Wenn die letzte Süßspeise über die Theke gegangen ist, helfen Liliana Hebebean und Sebastian Fano noch im Dampfnudelstand von Stefanie Schmidt beim Aufräumen. Erst gegen Abend machen sie sich auf den Heimweg nach Rumänien. Vor dem rumänischen Paar liegen dann 1300 Kilometer, bis sie Sohn und Eltern nach rund fünf Wochen in die Arme schließen können. „Wir kommen immer erst am ersten Weihnachtstag daheim an.“Weil ihr Auto gerade kaputt ist, nehmen sie dieses Jahr einen Bus nach Timisoara in Rumänien. Die 35-Jährige und der 28-Jährige kommen schon seit mehreren Jahren nach Augsburg, um auf dem Plärrer oder auf dem Christkindlesmarkt zu arbeiten. „Wir verdienen hier einfach viel mehr als bei uns daheim“, sagen sie. In Stefanie Schmidts Team „Dampfnudel-stadel“helfen acht Mitarbeiter aus Rumänien mit. Sie leben in der Adventszeit bei Schmidts Familie in Containern, die in einer beheizten Halle in Langweid aufgestellt sind.

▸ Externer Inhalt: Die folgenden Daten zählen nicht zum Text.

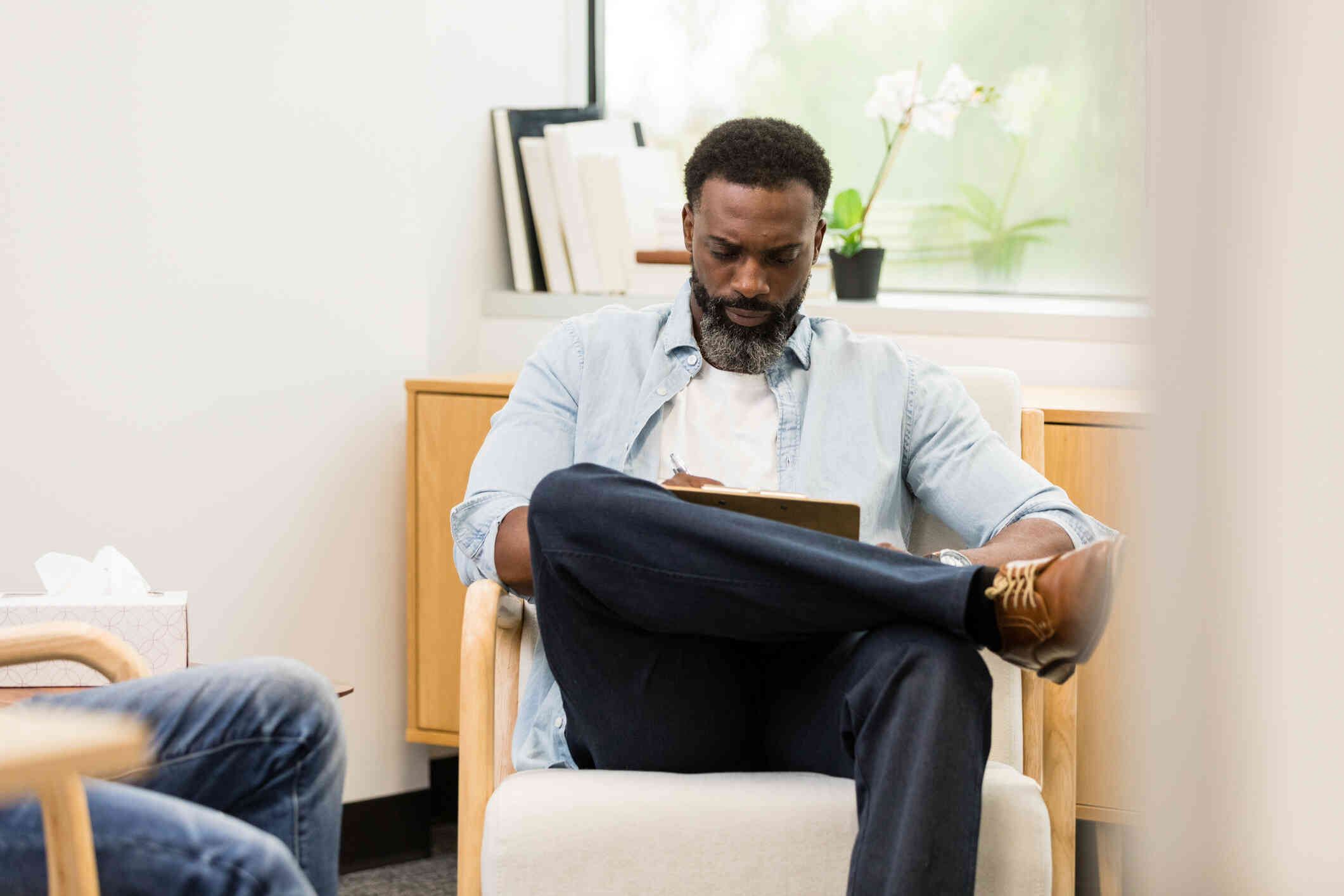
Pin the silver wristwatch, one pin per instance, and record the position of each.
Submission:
(950, 558)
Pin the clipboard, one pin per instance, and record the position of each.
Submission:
(832, 518)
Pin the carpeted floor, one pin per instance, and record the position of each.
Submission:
(433, 876)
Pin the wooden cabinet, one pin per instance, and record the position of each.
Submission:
(447, 421)
(1093, 444)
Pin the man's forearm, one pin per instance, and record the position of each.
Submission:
(1023, 541)
(514, 551)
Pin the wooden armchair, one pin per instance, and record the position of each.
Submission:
(45, 752)
(497, 637)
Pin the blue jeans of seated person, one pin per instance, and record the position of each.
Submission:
(693, 640)
(243, 798)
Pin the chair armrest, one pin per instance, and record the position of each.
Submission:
(77, 641)
(492, 625)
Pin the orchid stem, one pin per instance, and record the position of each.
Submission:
(893, 144)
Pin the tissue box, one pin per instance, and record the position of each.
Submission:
(157, 628)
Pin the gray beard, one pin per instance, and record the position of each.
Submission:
(743, 350)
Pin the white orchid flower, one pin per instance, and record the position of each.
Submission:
(893, 97)
(1022, 98)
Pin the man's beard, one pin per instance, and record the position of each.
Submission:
(743, 350)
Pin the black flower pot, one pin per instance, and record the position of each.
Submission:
(857, 276)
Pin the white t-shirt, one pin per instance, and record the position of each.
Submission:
(725, 426)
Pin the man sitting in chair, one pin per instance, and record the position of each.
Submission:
(243, 797)
(678, 637)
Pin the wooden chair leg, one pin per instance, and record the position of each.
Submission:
(69, 838)
(1059, 790)
(1111, 857)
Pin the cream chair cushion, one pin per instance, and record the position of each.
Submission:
(556, 832)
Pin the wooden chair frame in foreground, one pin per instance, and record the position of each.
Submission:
(492, 629)
(45, 753)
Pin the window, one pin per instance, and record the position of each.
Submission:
(682, 66)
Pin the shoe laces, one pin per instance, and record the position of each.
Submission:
(1015, 586)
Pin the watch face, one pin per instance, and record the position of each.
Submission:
(953, 558)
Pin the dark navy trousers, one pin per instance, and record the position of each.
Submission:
(691, 639)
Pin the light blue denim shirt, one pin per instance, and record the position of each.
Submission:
(859, 421)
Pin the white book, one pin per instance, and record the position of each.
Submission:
(546, 214)
(566, 143)
(623, 194)
(514, 222)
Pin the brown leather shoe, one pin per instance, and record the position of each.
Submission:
(1051, 611)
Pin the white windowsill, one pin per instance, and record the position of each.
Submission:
(1086, 320)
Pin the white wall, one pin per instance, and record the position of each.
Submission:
(1243, 653)
(227, 234)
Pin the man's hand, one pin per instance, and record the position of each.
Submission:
(691, 481)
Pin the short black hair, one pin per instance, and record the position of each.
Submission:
(758, 152)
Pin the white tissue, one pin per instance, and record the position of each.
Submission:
(109, 578)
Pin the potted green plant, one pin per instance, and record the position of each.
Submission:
(900, 104)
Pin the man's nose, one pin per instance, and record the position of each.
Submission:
(749, 280)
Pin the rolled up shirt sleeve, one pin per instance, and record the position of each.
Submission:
(530, 437)
(967, 476)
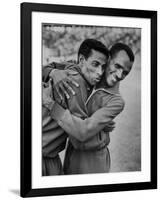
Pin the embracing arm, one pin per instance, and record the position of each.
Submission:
(46, 70)
(83, 129)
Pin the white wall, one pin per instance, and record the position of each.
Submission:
(9, 101)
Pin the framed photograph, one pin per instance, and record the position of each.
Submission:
(88, 99)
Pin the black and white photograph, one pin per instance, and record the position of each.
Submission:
(89, 111)
(91, 99)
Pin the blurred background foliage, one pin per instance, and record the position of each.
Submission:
(61, 42)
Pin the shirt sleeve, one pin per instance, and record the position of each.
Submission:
(83, 129)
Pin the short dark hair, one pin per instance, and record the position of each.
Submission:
(89, 44)
(119, 47)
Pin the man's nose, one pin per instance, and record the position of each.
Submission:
(119, 73)
(100, 71)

Auch die Chefin selbst wohnt in dieser Zeit mit ihrer Familie dort in einem Wohnwagen. „Es ist alles da“, sagt Schmidt, „Baderaum, Aufenthaltsraum, Waschküche…“Abends sitze man mit den Saisonarbeitern gerne noch zusammen. „Wir haben ein familiäres Verhältnis. Ohne unsere Leute aus Rumänien könnte ich das Rollo an meinem Stand herunterlassen.“So gerne das rumänische Paar in Augsburg arbeitet, ist es dann doch froh, wenn Heiligabend naht. Für die lange Heimfahrt hat sich Liliana Hebebean schon rumänische Weihnachtslieder auf ihrem Handy heruntergeladen.

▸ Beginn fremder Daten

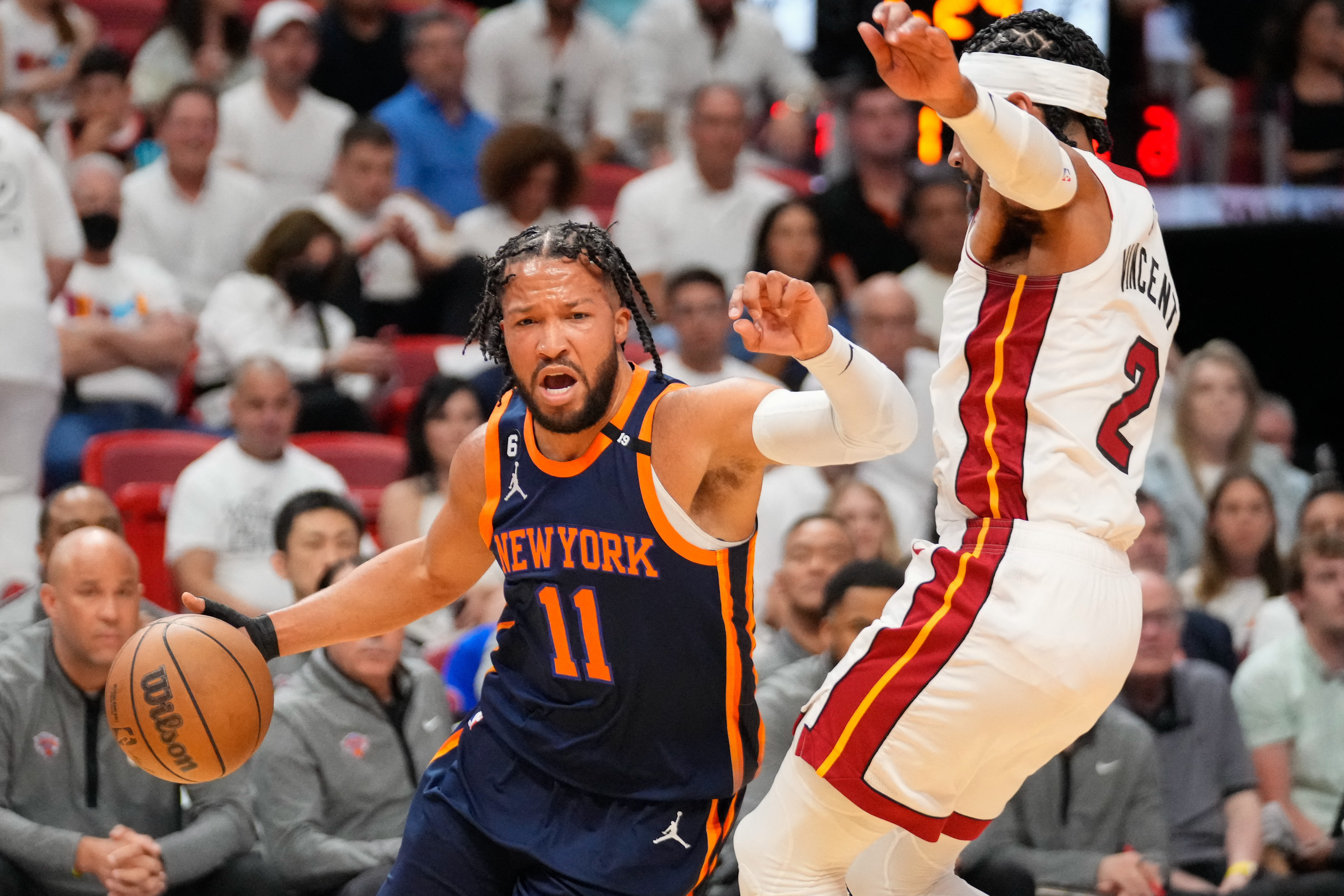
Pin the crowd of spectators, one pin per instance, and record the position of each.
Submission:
(267, 206)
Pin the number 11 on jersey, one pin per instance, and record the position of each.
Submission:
(591, 629)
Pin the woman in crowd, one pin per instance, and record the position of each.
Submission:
(1241, 567)
(863, 512)
(43, 43)
(203, 41)
(445, 414)
(530, 177)
(280, 308)
(1216, 420)
(789, 241)
(1312, 62)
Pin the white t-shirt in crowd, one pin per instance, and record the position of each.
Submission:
(388, 271)
(670, 220)
(515, 75)
(37, 222)
(226, 502)
(251, 316)
(124, 292)
(730, 367)
(292, 158)
(928, 288)
(198, 241)
(484, 229)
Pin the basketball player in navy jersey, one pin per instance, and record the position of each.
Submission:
(619, 726)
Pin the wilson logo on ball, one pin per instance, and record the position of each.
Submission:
(158, 694)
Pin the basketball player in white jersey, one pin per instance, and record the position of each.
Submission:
(1015, 632)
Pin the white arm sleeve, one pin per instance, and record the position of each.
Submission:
(1025, 162)
(863, 413)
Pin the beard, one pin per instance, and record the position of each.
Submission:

Ein bisschen feierliche Stimmung auf den Straßen durch Europa muss sein. Chris Rea weiß mit „Driving home for Christmas“ein Lied davon zu singen. Froh ist auch Anita Schmid, wenn der Trubel auf dem Christkindlesmarkt wieder vorbei ist. Für die Betreiberin des „Glühweinzauber“-standes war diese Saison etwas beschwerlich. In rund drei Wochen erwartet sie ihr zweites Kind. Hochschwanger hatte die 33-Jährige auf dem Christkindlesmarkt gearbeitet. Schmid lacht. „Die Geburt wird bestimmt vor dem eigentlichen Termin passieren, nachdem wir hier Vollgas gegeben haben.“Sie und ihr Mann haben in ihren wenigen freien Stunden daheim bereits den Baum geschmückt. Dem siebenjährigen Sohn zuliebe will das Paar trotz Arbeit an Heiligabend feiern.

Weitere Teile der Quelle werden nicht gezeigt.